Il mio primo libro.
Dalle “Fiabe della Buonanotte” a “Piccole Donne”.
Ho esitato, davanti al titolo che sovrasta l’articolo che vi accingete a leggere.
Molti sono i primi libri che hanno cosparso di parole i capitoli della nostra esistenza, come molti sono i primi baci che hanno accarezzato la nostra pelle.
Su quale libro urge, dunque, soffermarsi ora?
Vi è un primo che ci venne letto la sera, con la testa che affondava nel cuscino, quando ancora le lettere dell’alfabeto erano figure aliene, schierate, una dopo l’altra, come passeggeri stipati in piccoli vagoni separati da spazi bianchi, in un treno che giungeva a destinazione tramite la voce narrante del papà o della mamma.
Vi è un primo che ricevemmo in regalo, scartato con bramosia e suggellato da una dolce dedica.
Vi è un primo, infine, che leggemmo senza ausilio esterno, vittoriosi e felici, dopo aver avuto accesso al magico codice, i cui simboli, posti in avvicendamento sulla carta, lentamente si disvelavano… e la storia aveva inizio.
Le notti della mia infanzia, profumate di sapone di Marsiglia, sprigionato dalle lenzuola rosa, esordivano con le prime righe tratte da un tomo datato, riportante le Fiabe raccolte dai Fratelli Grimm.
Tuttavia, dopo una manciata di secondi, prendevano forma e colore altre storie, attinte dalla memoria, che mi proiettavano in distese infinite di piante di pomodori, dietro a corse con i piedi nudi, sulla terra fertile e umida, e fra sassaiole che coinvolgevano bande di ragazzini spettinati. Ogni sera mio padre componeva una parte della sua autobiografia, solo per me.
Fu mia madre, invece, a donarmi il mio primo libro, in occasione del mio terzo compleanno. Si trattava della versione cartacea di un cartone animato, all’epoca da me preferito, ossia “Heidi” di Johanna Spyri, che narra le vicissitudini della bimba dalle guance scarlatte, che si struggeva di nostalgia per i suoi monti della Svizzera, costretta dentro le mura di una lussuosa dimora di Francoforte. Alcuni giorni fa ne ho acquistato una versione edita nel 1953, in inglese. Il primo libro non si scorda mai.
Ma la svolta epocale della mia vita di essere contingente, avido di scoperta e di assoluto, fu il primo libro che lessi, agli esordi della scuola primaria, a sei anni appena compiuti: “Piccole Donne” di Louisa May Alcott, un classico intramontabile.

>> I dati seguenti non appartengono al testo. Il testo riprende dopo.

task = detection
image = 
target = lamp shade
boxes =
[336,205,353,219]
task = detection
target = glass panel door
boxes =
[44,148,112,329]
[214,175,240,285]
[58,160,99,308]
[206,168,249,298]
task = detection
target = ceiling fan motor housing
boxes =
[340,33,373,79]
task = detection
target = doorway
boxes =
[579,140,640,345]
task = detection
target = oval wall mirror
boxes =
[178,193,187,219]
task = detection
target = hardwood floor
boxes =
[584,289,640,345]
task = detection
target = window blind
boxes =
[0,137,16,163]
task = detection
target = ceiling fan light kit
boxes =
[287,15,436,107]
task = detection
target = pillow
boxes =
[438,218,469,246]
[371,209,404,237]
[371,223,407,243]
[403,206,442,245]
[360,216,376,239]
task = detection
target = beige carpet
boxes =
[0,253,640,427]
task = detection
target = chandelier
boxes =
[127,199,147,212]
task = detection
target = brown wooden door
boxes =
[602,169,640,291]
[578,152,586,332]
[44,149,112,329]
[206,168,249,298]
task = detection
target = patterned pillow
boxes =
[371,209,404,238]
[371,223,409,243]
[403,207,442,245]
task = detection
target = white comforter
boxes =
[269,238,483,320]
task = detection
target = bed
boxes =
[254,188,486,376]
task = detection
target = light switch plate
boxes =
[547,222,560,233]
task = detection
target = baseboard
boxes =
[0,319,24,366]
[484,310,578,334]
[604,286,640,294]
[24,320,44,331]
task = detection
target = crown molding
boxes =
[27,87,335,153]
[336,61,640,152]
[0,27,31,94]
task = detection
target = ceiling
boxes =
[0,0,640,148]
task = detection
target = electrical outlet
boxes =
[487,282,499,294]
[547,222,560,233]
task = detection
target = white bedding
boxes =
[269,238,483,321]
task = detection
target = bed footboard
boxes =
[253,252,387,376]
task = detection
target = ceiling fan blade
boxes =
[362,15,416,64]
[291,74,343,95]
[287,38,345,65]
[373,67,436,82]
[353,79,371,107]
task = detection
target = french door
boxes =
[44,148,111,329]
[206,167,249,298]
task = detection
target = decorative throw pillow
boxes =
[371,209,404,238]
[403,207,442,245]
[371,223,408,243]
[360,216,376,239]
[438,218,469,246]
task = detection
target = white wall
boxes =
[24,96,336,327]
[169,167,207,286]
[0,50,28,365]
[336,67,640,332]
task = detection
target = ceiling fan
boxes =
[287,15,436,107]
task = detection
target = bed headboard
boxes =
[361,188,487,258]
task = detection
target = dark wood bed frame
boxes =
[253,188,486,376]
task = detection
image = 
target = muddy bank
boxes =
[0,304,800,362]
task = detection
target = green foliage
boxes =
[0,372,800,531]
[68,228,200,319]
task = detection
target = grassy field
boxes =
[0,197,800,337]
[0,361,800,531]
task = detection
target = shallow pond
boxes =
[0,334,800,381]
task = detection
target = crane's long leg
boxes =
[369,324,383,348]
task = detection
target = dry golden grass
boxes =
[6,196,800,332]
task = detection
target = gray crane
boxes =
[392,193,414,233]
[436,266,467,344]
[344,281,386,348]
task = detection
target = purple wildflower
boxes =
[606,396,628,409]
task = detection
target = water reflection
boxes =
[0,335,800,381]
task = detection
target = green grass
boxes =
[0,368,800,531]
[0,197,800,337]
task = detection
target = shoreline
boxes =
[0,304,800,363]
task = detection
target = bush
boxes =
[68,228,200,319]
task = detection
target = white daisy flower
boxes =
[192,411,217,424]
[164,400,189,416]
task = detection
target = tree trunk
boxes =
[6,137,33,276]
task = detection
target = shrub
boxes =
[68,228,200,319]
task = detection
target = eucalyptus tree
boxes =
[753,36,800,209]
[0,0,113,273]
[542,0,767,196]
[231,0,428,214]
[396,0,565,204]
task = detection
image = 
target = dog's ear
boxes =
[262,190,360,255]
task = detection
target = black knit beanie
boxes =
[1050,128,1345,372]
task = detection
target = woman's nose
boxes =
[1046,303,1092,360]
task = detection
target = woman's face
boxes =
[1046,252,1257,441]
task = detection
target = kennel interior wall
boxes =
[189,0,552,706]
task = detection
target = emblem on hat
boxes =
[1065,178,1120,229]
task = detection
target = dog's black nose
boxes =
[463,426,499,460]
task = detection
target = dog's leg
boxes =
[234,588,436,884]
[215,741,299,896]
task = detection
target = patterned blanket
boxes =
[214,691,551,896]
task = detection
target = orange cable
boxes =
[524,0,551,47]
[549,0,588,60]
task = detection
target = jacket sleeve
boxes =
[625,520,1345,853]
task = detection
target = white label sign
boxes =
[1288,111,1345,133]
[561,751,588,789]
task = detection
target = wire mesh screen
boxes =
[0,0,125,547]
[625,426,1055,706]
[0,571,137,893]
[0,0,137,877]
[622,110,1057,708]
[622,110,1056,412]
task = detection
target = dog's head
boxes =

Ho amato le sorelle March, tutte, come sorelle con cui ricordare e confrontarsi, come esseri pensanti, liberi dai vincoli della carta, dotati di pregi e difetti, che osservano lo svolgersi delle medesime vicende tramite il filtro della propria peculiare prospettiva.
Tuttavia, per Jo avevo una predilezione.
Adoravo quella ragazza dall’indole ribelle e passionale, capace di ideare storie per intrattenere la famiglia, anche quando l’eco della guerra diventa silenzio assordante, anche quando le tenebre gelide della morte calano, inesorabili, e di battersi per il suo sogno, con ostinazione e anticonformismo, fino a diventare una nota scrittrice.
“Jo era molto occupata in soffitta, perché le giornate di ottobre cominciavano a farsi fresche e i pomeriggi erano corti. In quelle due o tre ore, durante le quali il sole si attardava con il suo calore sull’alta finestra, Jo, seduta sul vecchio divano, scriveva rapidamente, con le sue carte sparse sopra un baule”.
Desideravo essere Jo, da bambina. Non sono diventata Jo, ma me stessa, la quinta sorella March, come lo sono tutte coloro, Donne, anche se non più “piccole”, che hanno letto con trasporto il libro, apprendendo l’immenso fascino celato nell’intimo segreto delle piccole cose, quelle che vale la pena di assaporare e, tramite la scrittura, condividere.